To test for a trend, remoteness was modeled as a continuous variable. The relative risk of infection associated with a decrease in remoteness from the farthest to the closest village was significant for all infections: pathogenic E. coli (OR = 8.4, 95% CI 1.6, 43.5), rotavirus (OR = 4.0, 95% CI 1.3, 12.1), and Giardia (OR = 1.9, 95% CI 1.3, 2.7). For all-cause diarrhea the relative risk was also significant (OR = 2.7, 95% CI 1.5, 4.8) (Table 5).

Discussion

We observed strong trends in infection rates and all-cause diarrhea in villages across a gradient of remoteness for our marker pathogens even after adjusting for population size, sanitation, and precipitation. This result suggests that villages farther from the road have lower infection rates than villages closer to the road. This relationship between infection and road proximity is also seen in Borbón, the only community directly connected to both the primary road and all of the major rivers that serve the region. We observed significantly higher rates of E. coli and all-cause diarrhea in Borbón than in the other 21 study communities. These health differences have policy significance given that both pathogenic E. coli and rotavirus are major causes of mortality and severe morbidity in children.
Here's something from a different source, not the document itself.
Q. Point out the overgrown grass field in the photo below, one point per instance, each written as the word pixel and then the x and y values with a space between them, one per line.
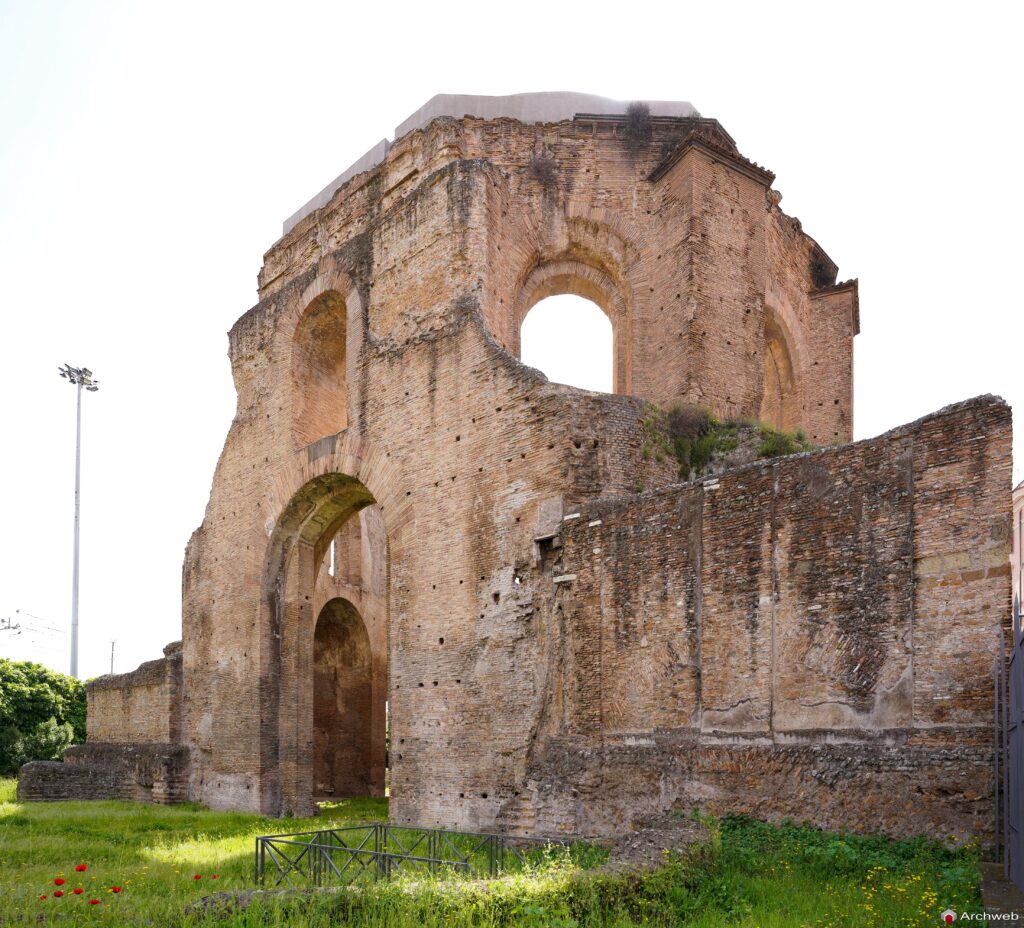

These data were collected across three river basins during three visits to each town over 2 years, minimizing the chance that unmeasured localized events either temporally or spatially confounded the risk estimates. We found no statistical relationship between diarrhea or infection rates and time period or river basin. Any unmeasured confounding would have had to continue over the 2-year study period or had to occur across the three river basins.

Explaining the causes of the trends discussed here requires understanding the ecological and social impacts of roads. One common purpose (and consequence) of a new road is increased logging. Deforestation causes major changes in watershed characteristics and local climate, both of which can affect the transmission of enteric pathogens (18). Perhaps more important than ecological processes, social processes facilitated by roads such as migration, creation of new communities, and increased density of existing communities can affect pathogen transmission. Changes in community social structures often create or are accompanied by inadequate infrastructure, which affects hygiene and sanitation levels, and in turn the likelihood of transmission of enteric pathogens. Roads can also increase flows of consumer goods such as processed food, material goods, and medicines and may also provide communities with increased access to health care, health facilities, and health information.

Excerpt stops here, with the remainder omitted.